There are risks with feeding any animal soon after surgery. Anesthesia slows down and sometimes stops the intestine from moving, so eating before the intestines can move might cause colic (stomach ache) or vomiting. To make matters worse, if a cat vomits that is still a bit drowsy, then it can inhale or aspirate its vomit. This can cause serious respiratory problems and death. Adult cats that have no risk of low blood sugar should not be fed until they are fully awake in order to avoid the complications that might be seen from feeding soon after surgery.

5. What factors do we consider when advising a caretaker when to release a cat?

In the perfect world, all cats would have homes. In the almost perfect world, all homeless cats would have a week in a warm, safe location to recover from surgery. In the real world, we strive for the best and take what we can get.

The most important consideration for releasing a cat is that the anesthesia has completely worn off, so that the cat is coordinated, can find its territory, food and shelter and can protect itself, if needed.

Human factors present many of the obstacles for holding cats. Most people do not have the facilities to house free-roaming cats in traps or carriers for more than a day or two after surgery. If we were to require that cats be held for a week after surgery, many people would not trap at all and the cats would be left free-roaming, unaltered.

In private practice, pet cats are sent home the day after surgery. Most are free to run around, go outside, climb, jump and be a cat. For the free-roaming cats, releasing the day after surgery is pretty realistic. The insecurity of doing this seems to emanate from the concern of, what if there is a complication? If a pet cat has a complication, then it is likely in a household that will notice the problem and seek out veterinary care, if needed. If a free-roaming cat is released and has a complication, then the caretaker may not notice it, especially if the cat does not return to eat for a day or two. The most likely complications are low appetite and low energy; these usually resolve on their own. Serious complications are rarely seen.

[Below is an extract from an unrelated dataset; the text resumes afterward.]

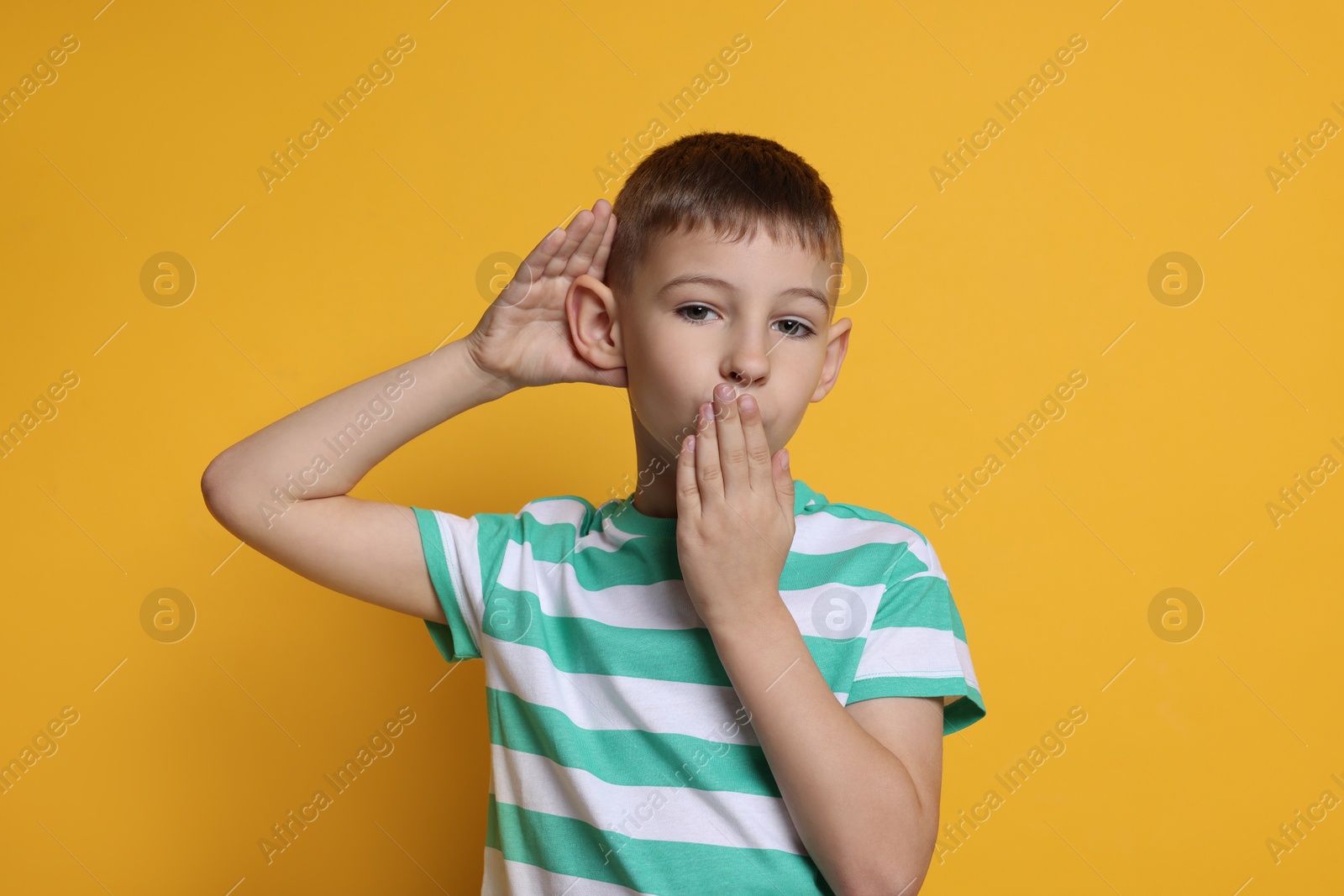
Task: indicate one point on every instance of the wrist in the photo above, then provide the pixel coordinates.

If inclement weather is expected, then it makes sense to hold cats until the worst is past. Our climate is fairly mild compared to other regions of the country. We get little or no snow in the winter. We do not experience hard freezing weather. If cats shelter from the wind and wetness, whether it is their own or manmade, then they survive through the weather as do the local squirrels, raccoons and other urban wildlife.

Our surgeon is very talented and knowledgeable. The spay incisions are typically no longer than 1 to 2 centimeters. Surgery time is typically under 7-8 minutes. Recovery from surgery is simpler and less complicated with high quality surgery.

6. Which cats are most at risk after discharge?

Cats that are less awake after surgery are at higher risk for problems than cats that are more fully awake. Especially if sleepy cats are not kept warm, then their ability to wake up from anesthesia is impaired. Any cats that have difficulty staying warm are at higher risk, as well. This includes kittens, thin adults and cats that became cold during surgery, namely, later term pregnant cats. Cats that were not in great condition prior to surgery are cats that we worry about more than robust, thriving cats.